Talking a mile a minute, he runs off a string of what-ifs: What if there were a table installed so fishermen could gut their fish right there? What if a community group took ownership of the landscaping? What if, at the end of the long walk down the breakwall, there were some benches and a garden, maybe even a snack bar—in other words, a micropark—instead of a barren circle of rock? What if the water taxi that Rick Smith of Rigidized Metals hopes to put in the water started carrying pedestrians and bicyclists from Erie Basin Marina to that breakwall micropark, and to others up and down Buffalo’s waterfront?

“Places to commune, to get together with your family, your friends, to enjoy what we have right in our backyard,” he says.

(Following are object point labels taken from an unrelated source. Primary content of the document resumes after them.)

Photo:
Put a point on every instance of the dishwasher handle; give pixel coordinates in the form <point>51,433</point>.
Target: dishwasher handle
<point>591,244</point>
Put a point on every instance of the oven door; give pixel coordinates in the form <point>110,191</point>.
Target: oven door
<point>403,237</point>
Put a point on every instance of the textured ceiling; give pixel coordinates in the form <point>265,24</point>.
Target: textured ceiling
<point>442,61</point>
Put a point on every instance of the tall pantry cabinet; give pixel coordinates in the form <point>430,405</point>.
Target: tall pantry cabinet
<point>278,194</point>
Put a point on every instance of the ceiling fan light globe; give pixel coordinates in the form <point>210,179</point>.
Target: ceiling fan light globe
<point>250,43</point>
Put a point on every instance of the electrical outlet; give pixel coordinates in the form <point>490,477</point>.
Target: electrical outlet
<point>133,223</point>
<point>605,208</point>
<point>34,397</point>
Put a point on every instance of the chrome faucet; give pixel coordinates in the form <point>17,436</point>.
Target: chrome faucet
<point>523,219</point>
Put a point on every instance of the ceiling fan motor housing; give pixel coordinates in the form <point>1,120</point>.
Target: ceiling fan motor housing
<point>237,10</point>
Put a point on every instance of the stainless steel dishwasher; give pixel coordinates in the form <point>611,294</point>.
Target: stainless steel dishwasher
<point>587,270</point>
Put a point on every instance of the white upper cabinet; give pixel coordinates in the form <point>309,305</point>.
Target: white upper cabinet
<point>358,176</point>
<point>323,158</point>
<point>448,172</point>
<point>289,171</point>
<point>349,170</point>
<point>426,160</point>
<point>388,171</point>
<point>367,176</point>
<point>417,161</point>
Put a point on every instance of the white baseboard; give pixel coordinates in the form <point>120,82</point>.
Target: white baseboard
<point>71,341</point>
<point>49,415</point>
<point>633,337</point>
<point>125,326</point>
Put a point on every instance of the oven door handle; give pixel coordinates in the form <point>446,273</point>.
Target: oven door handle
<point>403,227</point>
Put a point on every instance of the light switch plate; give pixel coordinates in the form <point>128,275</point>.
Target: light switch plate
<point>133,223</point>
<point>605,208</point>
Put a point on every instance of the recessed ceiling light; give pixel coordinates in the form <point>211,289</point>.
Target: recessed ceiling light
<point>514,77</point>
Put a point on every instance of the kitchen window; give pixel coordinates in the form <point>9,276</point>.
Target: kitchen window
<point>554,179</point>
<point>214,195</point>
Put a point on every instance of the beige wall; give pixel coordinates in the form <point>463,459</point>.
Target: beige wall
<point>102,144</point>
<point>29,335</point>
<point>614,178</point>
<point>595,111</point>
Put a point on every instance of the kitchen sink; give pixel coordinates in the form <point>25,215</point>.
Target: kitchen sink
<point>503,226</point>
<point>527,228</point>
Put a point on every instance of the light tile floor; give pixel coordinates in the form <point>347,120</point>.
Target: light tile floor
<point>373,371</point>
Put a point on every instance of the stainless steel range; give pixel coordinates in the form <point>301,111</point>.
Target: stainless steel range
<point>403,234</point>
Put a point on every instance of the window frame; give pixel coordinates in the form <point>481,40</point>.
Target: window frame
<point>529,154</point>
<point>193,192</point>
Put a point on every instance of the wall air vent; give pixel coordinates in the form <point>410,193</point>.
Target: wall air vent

“I’ve lived here all my life. I’ve traveled this waterway all my life,” he adds. “I grew up fishing all along the Niagara River and the lake. That’s why I’m doing this—because I want people to see it the way I do, to love it as much as I do.”

Later that afternoon, on Squaw Island, McCarthy strikes up a conversation with a couple whose relationship began with a stroll down the breakwall. As he talks with them, the revolving bridge over the canal swivels to let the Miss Buffalo pass through, carrying a couple dozen sightseers. The man, also named Jay, reflects on the changes on the waterfront since he was kid in the 1960s and 1970s, swimming and fishing and drinking beer on Squaw Island.

“Now that they’re doing something it’s an improvement over the last 30 years,” he says. “Gallagher Beach, Times Beach. LaSalle Park has been in transition since they decided to start building townhouses and condos down there. It shortened up the park but it made it more functional.”

He returns a wave to the people on the Miss Buffalo, who have cleared the bridge. “This was the joint when I was a kid,” he says and grins.” You came back here, you drank some beers and went swimming…You get beyond the stink, it’s a pretty good place to hang.”